How do you define an organic product? What reasons are there to use organic products?

First question, you can and must define organic in a formal way; it is a product that copes with a set of (international) rules, the do’s and don’ts that regulate organic farming and proceeding food. The word “organic” is well defined and protected in use.
These rules express a different attitude towards how we use land, water, plants and animals. In short, nature has an integrity of its own and must be respected. This opinion on nature is an interesting mixture of romantic philosophy and scientific (ecological) notions.

As for the second question, you can distinguish different reasons that motivates people to buy organic food; first, Concern for the environment including all living animals that feed us; second, concern for bad quality of “normal” food, both from an esthetic point of view (i.e. taste) and concerning buyers’ health; and third, a politically motivated choice against capitalism, mass production, exploitation etc.

What motivated you to set up an organic shop?

I was educated as a biologist. For me, it became clear that every human act can reach an ecological level we can’t go beyond. Because, as humans, we feel the repercussions (e.g. climate change) but the main reason is that we have to respect nature for nature’s sake. The loss of biodiversity makes humans poor.
The choice for an organic shop was incidental: I probably would be a biology teacher if it were not for the former owner of the shop who quit and offered me the ownership of De Nieuwe Weg, back in 1988.

You offer about 2500 consumable organic products and a few hundred environment-friendly [household] products. What percentage of the items in this shop are locally produced as opposed to mass-produced? Can you give me a few examples of such items? Can we trust mass-produced organic products in terms of quality and safety?

The border between local or global, or small and mass production is vague, grey. But a lot of customers like products to be local. But banana, orange, pistachio, pasta, peanut, chocolate, coffee, tea, to name a few, will never be “local.” And as nature has no borders it is good to have farmers in other parts of the world that choose the organic path in their own environment and make a living!
What helps motivating customers is to know the producers, and of course this is far easier when they are local, like our baker from the Terp, or Brian and Cathrien who make dedicated products for our shop. A point of discussion is the ecological foot print products have especially imported products.
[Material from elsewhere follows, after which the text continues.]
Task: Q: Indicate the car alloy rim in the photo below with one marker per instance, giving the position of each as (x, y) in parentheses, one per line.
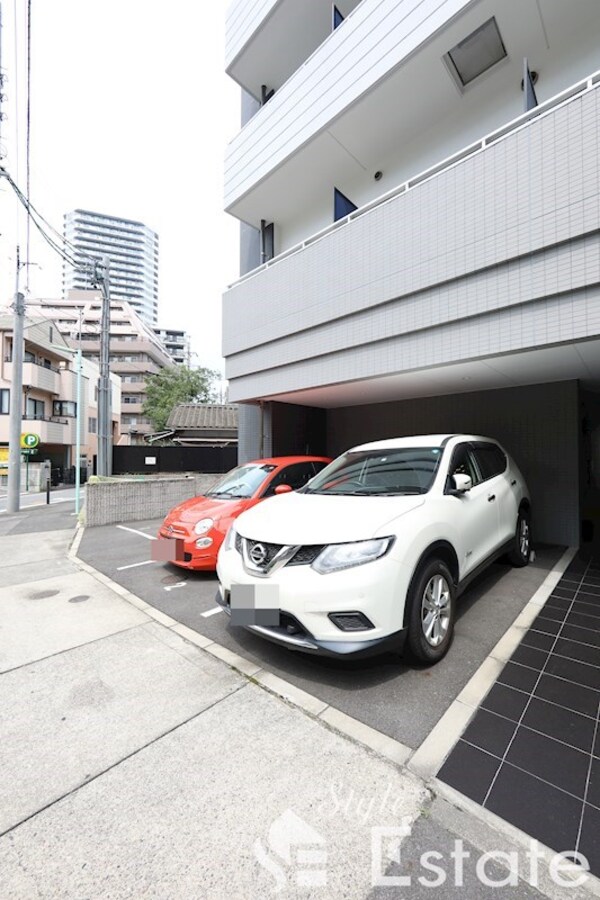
(435, 610)
(524, 538)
Therefore, none of the organic vegetables are transported by plane. And my main grocer tries to find suppliers within Europe although it might be cheaper to buy from China, for example.
I think there is, in principal, no difference in quality of a small or a mass organic producer. They both have strong and weak points. But there might be a difference in working conditions and the role money plays and determines decisions.

Who is this shop for?

Organic food only covers 3,5% of all the food that is sold in the Netherlands. The sales are growing but it is still a niche market. As I see in my shop it is definitely not only food for the elite. Many customers don´t have a good income, or rather are relatively poor. And I like and appreciate their choice. Most customers buy a small part of their food organic, the other things they buy in local markets, supermarkets etc. We supply for nearly every demand in the daily choice for food. There is and must be no obstacle for anybody to come and try organic food. But of course, in reality there are obstacles, like the small numbers of organic food shops and the relatively high price of the food.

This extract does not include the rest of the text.